Compute the Poisson p-value for the given hops counts.

:param total_background_hops: a pandas Series (column of a dataframe) of total number of hops in the background. :type total_background_hops: Series[int64] :param total_experiment_hops: a pandas Series (column of a dataframe) of total number of hops in the experiment. :type total_experiment_hops: Series[int64] :param background_hops: a pandas Series (column of a dataframe) of number of hops in the background by promoter region. :type background_hops: Series[int64] :param experiment_hops: a pandas Series (column of a dataframe) of number of hops in the experiment by promoter region. :type experiment_hops: Series[int64] :param pseudocount: , defaults to 1.0 :type pseudocount: float, optional :return: a pandas Series of length equal to the input Series with the Poisson p-value for each row. :rtype: Series[float]
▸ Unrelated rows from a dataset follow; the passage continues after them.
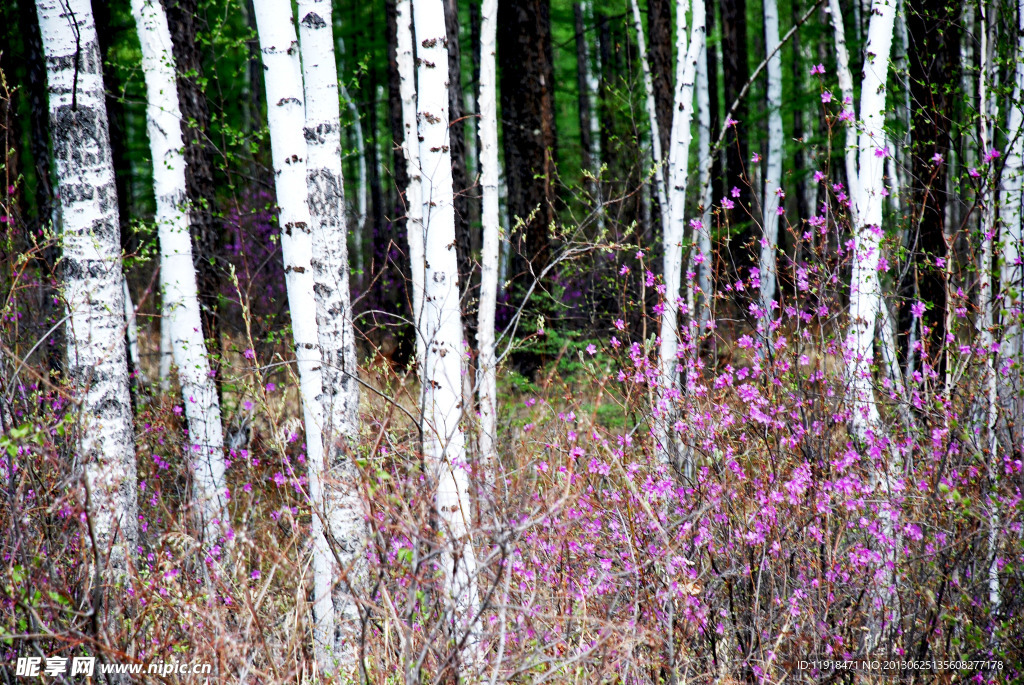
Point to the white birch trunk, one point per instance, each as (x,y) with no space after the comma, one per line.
(674,227)
(92,275)
(411,148)
(655,138)
(987,320)
(773,167)
(706,267)
(864,293)
(846,90)
(339,374)
(1011,241)
(177,274)
(441,328)
(286,119)
(487,126)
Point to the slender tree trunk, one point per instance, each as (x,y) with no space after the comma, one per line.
(363,187)
(457,141)
(872,148)
(583,85)
(773,194)
(987,320)
(487,103)
(846,89)
(527,87)
(339,373)
(177,274)
(131,337)
(92,277)
(652,119)
(286,117)
(736,73)
(933,56)
(1011,244)
(200,185)
(705,258)
(441,371)
(687,52)
(411,148)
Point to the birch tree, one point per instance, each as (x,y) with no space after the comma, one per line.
(286,118)
(1011,240)
(96,368)
(773,166)
(687,51)
(487,102)
(411,147)
(865,298)
(440,374)
(177,274)
(651,106)
(339,373)
(705,258)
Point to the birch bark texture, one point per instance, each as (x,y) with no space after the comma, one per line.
(411,148)
(865,296)
(177,273)
(339,373)
(651,105)
(92,276)
(773,194)
(1011,243)
(687,52)
(286,119)
(440,374)
(487,102)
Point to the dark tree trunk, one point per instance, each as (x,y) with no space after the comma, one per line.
(527,126)
(395,125)
(583,68)
(39,136)
(39,124)
(736,73)
(205,224)
(460,180)
(934,53)
(800,158)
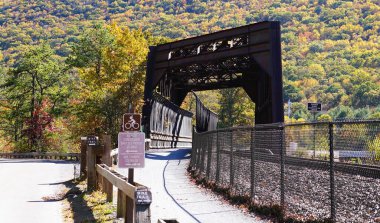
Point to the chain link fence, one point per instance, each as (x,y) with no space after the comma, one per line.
(314,171)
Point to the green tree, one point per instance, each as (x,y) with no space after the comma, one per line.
(110,62)
(236,108)
(35,91)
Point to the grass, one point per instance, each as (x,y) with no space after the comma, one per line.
(82,206)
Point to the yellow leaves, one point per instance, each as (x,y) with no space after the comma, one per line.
(310,82)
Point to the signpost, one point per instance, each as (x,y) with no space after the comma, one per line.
(131,122)
(92,140)
(131,144)
(314,107)
(131,149)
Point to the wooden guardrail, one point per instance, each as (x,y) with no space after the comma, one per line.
(48,155)
(133,199)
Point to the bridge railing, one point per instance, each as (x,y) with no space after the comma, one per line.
(311,170)
(133,199)
(48,155)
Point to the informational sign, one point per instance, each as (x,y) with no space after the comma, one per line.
(131,122)
(131,150)
(143,196)
(315,107)
(92,140)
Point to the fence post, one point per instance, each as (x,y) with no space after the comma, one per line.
(332,178)
(203,153)
(231,161)
(282,158)
(209,151)
(217,158)
(106,159)
(91,168)
(142,205)
(121,209)
(252,164)
(193,146)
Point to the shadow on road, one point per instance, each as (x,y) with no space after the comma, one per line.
(79,209)
(36,161)
(179,154)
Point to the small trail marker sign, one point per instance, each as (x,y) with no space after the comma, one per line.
(143,196)
(131,150)
(131,122)
(314,107)
(92,140)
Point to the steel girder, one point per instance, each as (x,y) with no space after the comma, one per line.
(247,56)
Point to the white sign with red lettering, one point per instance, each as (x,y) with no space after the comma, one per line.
(131,150)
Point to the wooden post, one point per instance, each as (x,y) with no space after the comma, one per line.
(106,158)
(83,146)
(143,199)
(91,168)
(130,212)
(121,210)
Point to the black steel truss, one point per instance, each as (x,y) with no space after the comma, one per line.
(248,57)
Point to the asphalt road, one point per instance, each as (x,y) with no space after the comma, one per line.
(174,196)
(24,183)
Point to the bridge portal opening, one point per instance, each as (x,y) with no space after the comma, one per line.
(247,57)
.. note:: This function is vectorized, so it can be applied to pandas Series (columns of dataframes) to compute the Poisson p-value for each row.

:raises ValueError: If any of the input Series contain negative values or the input Series are not all the same length.

:Example:

import pandas as pd total_background_hops = pd.Series([100, 200, 300]) total_experiment_hops = pd.Series([10, 20, 30]) background_hops = pd.Series([5, 10, 15]) experiment_hops = pd.Series([2, 4, 6]) vectorized_poisson_pval( … total_background_hops, … total_experiment_hops, … background_hops, … experiment_hops) array([0.01438768, 0.00365985, 0.00092599])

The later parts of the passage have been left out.